Apart from a basic continuation trend – where the stock forms higher highs and higher lows – there are several chart patterns that indicate – in technical analysis – either a continuation or reversal of a trend. We have summarised some of the most common chart patterns below.
The head and shoulders pattern usually indicates the reversal of a trend. This pattern can be seen when a stock rises to a peak (left shoulder) and drops, then rebounds and rises higher than the previous peak (head) and declines again. Finally, the stock rises again, but lower than the second peak and drops again (right shoulder). A neckline is formed by connecting the points where the stock has been rebounding. Once the head and shoulder is formed, the technical analyst believes that the stock will likely reverse its trend. The example described above, the next move will likely be downwards. A ‘Head and Shoulders’ patterns can also be seen as a reversal patterns of a downtrend.
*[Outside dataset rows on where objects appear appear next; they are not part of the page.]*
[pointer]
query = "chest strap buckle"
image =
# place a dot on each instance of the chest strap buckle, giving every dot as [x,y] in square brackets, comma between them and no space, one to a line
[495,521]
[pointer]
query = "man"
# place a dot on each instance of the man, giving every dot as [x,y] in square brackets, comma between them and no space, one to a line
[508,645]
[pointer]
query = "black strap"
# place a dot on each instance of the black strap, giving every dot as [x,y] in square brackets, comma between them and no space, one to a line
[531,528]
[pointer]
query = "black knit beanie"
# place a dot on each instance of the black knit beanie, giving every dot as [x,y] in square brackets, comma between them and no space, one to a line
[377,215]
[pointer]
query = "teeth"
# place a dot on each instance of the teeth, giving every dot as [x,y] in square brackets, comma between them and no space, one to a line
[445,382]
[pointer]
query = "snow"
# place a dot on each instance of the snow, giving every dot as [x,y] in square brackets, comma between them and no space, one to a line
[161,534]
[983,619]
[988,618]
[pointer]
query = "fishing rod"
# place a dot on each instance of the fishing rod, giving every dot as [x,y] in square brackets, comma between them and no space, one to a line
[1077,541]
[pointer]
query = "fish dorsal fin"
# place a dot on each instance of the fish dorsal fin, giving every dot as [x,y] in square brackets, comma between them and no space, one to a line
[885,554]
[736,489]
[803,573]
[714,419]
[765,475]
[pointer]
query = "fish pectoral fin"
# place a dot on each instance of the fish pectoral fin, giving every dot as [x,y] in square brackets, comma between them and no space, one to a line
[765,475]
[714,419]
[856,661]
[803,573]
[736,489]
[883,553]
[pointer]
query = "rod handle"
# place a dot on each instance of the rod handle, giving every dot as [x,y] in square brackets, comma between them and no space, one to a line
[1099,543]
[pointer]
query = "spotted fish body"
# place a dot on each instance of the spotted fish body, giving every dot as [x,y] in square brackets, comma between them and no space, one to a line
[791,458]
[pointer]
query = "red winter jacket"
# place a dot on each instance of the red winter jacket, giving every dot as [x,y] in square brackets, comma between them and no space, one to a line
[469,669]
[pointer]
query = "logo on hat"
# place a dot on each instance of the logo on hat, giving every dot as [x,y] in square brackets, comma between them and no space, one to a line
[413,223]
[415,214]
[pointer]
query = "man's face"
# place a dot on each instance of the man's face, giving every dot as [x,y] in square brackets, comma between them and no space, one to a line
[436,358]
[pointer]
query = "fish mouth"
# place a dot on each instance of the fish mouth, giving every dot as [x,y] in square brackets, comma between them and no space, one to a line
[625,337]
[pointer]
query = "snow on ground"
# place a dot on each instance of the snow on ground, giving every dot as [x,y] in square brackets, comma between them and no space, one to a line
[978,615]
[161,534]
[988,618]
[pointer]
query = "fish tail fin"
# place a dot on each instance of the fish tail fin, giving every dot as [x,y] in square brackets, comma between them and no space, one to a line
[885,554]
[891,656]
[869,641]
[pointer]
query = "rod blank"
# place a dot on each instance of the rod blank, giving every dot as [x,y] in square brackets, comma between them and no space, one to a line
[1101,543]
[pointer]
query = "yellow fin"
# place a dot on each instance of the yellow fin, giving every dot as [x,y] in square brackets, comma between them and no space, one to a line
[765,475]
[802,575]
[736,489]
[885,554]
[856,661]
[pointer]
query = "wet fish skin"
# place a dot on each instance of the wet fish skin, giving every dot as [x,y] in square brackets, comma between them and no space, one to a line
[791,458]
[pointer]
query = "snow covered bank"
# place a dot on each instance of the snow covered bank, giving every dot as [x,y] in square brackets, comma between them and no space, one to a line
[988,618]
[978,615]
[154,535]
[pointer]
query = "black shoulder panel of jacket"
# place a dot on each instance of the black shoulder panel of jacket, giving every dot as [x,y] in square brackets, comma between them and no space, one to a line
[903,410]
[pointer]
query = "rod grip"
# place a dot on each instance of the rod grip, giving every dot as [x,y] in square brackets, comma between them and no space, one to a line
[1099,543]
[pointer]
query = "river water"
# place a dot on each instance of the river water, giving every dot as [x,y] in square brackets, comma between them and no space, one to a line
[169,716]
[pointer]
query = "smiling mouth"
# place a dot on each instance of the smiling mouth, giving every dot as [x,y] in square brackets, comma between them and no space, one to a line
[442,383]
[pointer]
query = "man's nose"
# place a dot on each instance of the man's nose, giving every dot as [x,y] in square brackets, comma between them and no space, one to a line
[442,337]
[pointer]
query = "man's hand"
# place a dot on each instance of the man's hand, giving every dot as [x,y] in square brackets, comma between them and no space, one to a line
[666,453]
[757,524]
This a bearish reversal pattern which is made of two consecutive peaks with a moderate trough in the middle. The peaks are roughly equal and the trend resembles the letter M.
This is a bullish reversal pattern which is made of two consecutive troughs with a moderate peak in the middle. The troughs are roughly equal and the trend resembles the letter W.
An ascending triangle is seen during the continuation of an uptrend. This is a bullish chart pattern and can be recognized with the help of two trend lines. One trend line connects a series of higher lows and another trend line that connects the highs and has proven to be a strong resistance level. This shows that the stock is consolidating after a previous uptrend and once the stock breaks above the resistance, we will likely see a continuation of the uptrend. The move past the top trend line is often called a ‘breakout’.
This is a bearish chart pattern created by connecting a series of lower highs with a second trend line that connects a series of equal lows which has proven to be a strong support level. Once the stock breaks below the support level we will likely see the stock moving in a downtrend.
A symmetrical triangle is usually a result of consolidation and often represents market indecision. An attempt to push the stock higher through buying is met equally with attempts to pull the stock lower through selling. This action makes the stock move in the shape of a narrowing triangle forming an apex, often trading in low volumes. Technical analysts will wait until the stock breaks either to the up or downside which is called the breakout. The stock then tends to move in the same direction as the breakout.
Technical analysis is a useful tool that can complement your fundamental research and can assist investors and traders alike in making investment decisions. However, you need to be aware of the possibilities as well as limitations of technical analysis. At Wise-owl we use Technical analysis only as a supporting method as it helps us to backup our fundamental research or to determine entry or exit points.
As the markt is aware of the most common chart patterns we will often witness the so called ‘self-fulfilling’ chart patterns. This means that e.g. a breakout occurs as the entire market anticipates the next move and acts accordingly.